Abstract. In China, a rapid increase in passenger vehicles has led to the growing concern of vehicle exhaust as an important source of anthropogenic secondary organic aerosol (SOA) in megacities hard hit by haze. In this study, the SOA formation of emissions from two idling light-duty gasoline vehicles (LDGVs) (Euro 1 and Euro 4) operated in China was investigated in a 30 m3 smog chamber. Five photo-oxidation experiments were carried out at 25 °C with relative humidity at around 50 %. After aging at an OH exposure of 5 × 106 molecules cm−3 h, the formed SOA was 12–259 times as high as primary organic aerosol (POA).
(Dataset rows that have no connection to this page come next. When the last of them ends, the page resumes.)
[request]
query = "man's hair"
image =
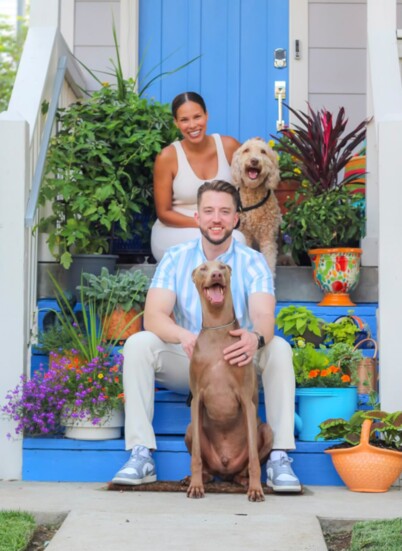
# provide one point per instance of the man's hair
(220, 186)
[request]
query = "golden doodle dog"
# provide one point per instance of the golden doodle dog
(255, 173)
(225, 437)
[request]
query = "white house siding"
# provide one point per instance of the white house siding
(93, 37)
(337, 56)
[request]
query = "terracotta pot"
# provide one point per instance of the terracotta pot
(367, 468)
(118, 320)
(336, 271)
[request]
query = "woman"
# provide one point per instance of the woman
(181, 168)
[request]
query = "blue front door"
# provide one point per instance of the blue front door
(235, 73)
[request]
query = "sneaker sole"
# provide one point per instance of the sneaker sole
(283, 488)
(133, 482)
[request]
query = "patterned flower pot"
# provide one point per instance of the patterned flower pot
(367, 468)
(336, 272)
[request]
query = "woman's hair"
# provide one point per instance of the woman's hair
(220, 186)
(184, 98)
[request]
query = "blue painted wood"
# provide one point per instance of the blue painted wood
(236, 40)
(60, 459)
(63, 460)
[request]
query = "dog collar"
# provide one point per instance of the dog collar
(220, 326)
(259, 204)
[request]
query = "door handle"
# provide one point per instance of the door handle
(280, 95)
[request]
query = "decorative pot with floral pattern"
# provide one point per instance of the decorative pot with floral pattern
(336, 272)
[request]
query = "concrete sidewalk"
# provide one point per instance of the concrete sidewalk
(98, 520)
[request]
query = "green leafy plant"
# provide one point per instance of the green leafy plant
(289, 166)
(313, 368)
(321, 147)
(386, 428)
(295, 321)
(331, 219)
(126, 290)
(342, 331)
(88, 333)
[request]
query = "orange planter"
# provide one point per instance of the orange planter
(118, 320)
(367, 468)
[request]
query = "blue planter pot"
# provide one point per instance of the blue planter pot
(315, 405)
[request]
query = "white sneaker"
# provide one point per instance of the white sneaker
(280, 476)
(139, 469)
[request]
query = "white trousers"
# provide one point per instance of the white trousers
(148, 359)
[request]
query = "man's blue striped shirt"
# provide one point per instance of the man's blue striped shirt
(250, 274)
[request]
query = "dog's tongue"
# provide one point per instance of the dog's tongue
(253, 174)
(215, 294)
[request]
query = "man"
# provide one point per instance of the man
(172, 320)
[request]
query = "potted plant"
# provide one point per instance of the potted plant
(98, 175)
(290, 173)
(83, 387)
(119, 298)
(324, 214)
(342, 330)
(299, 321)
(370, 457)
(323, 387)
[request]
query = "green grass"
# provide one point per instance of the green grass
(16, 529)
(377, 535)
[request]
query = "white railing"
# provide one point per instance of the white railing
(384, 189)
(22, 130)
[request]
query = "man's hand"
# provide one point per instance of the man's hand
(187, 340)
(241, 352)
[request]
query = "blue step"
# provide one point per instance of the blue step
(59, 459)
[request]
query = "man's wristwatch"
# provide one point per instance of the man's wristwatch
(261, 340)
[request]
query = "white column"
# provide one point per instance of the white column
(13, 253)
(129, 37)
(390, 264)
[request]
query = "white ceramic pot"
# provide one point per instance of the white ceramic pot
(83, 429)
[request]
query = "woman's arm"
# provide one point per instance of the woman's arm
(165, 168)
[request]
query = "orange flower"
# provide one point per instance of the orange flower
(334, 369)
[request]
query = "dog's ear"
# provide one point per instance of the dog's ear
(274, 177)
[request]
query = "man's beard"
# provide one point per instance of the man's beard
(226, 236)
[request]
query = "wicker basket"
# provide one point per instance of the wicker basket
(367, 373)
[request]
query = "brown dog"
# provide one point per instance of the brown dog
(255, 173)
(225, 438)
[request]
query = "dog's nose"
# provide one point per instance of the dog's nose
(216, 276)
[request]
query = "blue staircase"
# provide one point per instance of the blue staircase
(60, 459)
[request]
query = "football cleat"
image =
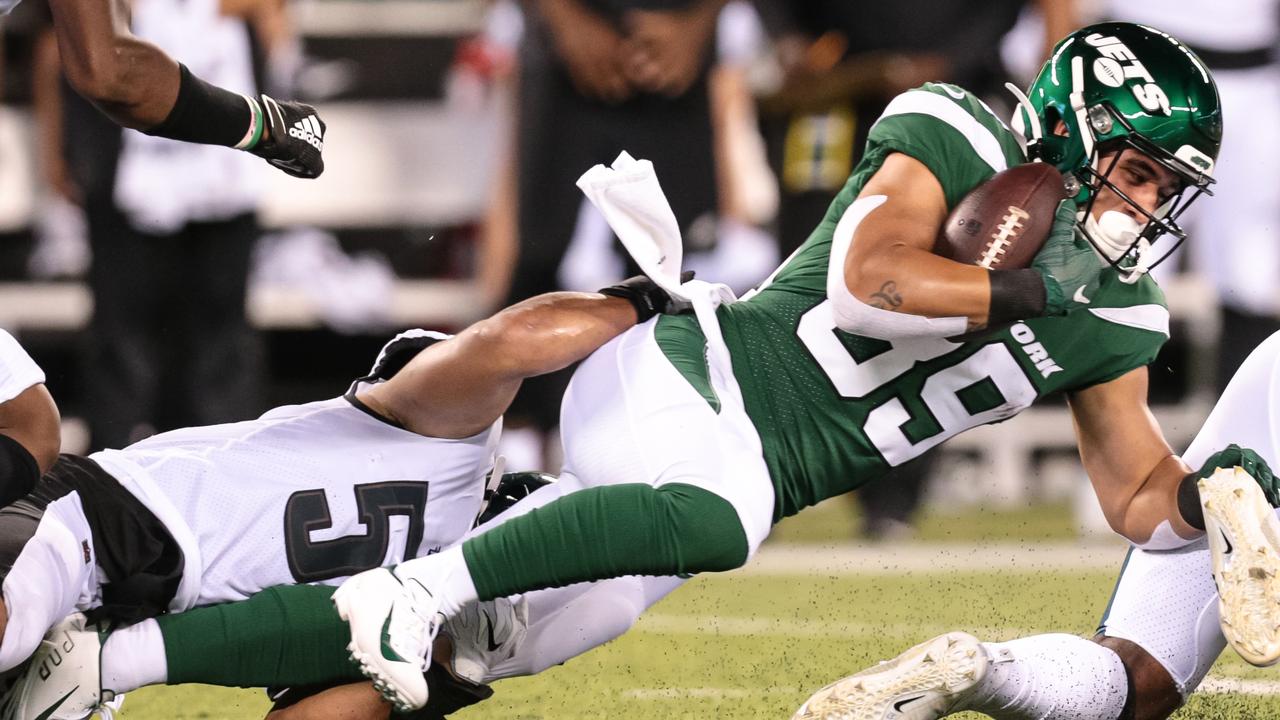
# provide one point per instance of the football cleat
(63, 680)
(393, 624)
(923, 683)
(1244, 543)
(485, 634)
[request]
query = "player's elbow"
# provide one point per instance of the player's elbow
(868, 272)
(105, 76)
(1144, 525)
(510, 341)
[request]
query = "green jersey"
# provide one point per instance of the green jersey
(836, 410)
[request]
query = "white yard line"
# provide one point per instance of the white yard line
(1217, 684)
(935, 557)
(722, 625)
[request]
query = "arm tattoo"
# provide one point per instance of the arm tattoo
(886, 297)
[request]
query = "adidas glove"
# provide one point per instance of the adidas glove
(1252, 463)
(644, 295)
(1066, 263)
(293, 140)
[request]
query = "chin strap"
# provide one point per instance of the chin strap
(1033, 135)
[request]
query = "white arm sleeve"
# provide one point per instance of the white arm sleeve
(17, 369)
(859, 318)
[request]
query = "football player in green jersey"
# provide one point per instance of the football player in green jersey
(1157, 638)
(865, 350)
The SOA production factors (PF) were 0.001–0.044 g kg−1 fuel, comparable with those from the previous studies at comparable OH exposure. This quite lower OH exposure than that in typical atmospheric conditions might however lead to the underestimation of the SOA formation potential from LDGVs. Effective SOA yields in this study were well fit by a one-product gas-particle partitioning model but quite lower than those of a previous study investigating SOA formation from three idling passenger vehicles (Euro 2–4). Traditional single-ring aromatic precursors and naphthalene could explain 51–90 % of the formed SOA. Unspeciated species such as branched and cyclic alkanes might be the possible precursors for the unexplained SOA. A high-resolution time-of-flight aerosol mass spectrometer was used to characterize the chemical composition of SOA. The relationship between f43 (ratio of m/z 43, mostly C2H3O+, to the total signal in mass spectrum) and f44 (mostly CO2+) of the gasoline vehicle exhaust SOA is similar to the ambient semi-volatile oxygenated organic aerosol (SV-OOA). We plot the O : C and H : C molar ratios of SOA in a Van Krevelen diagram. The slopes of ΔH : C / ΔO : C ranged from −0.59 to −0.36, suggesting that the oxidation chemistry in these experiments was a combination of carboxylic acid and alcohol/peroxide formation.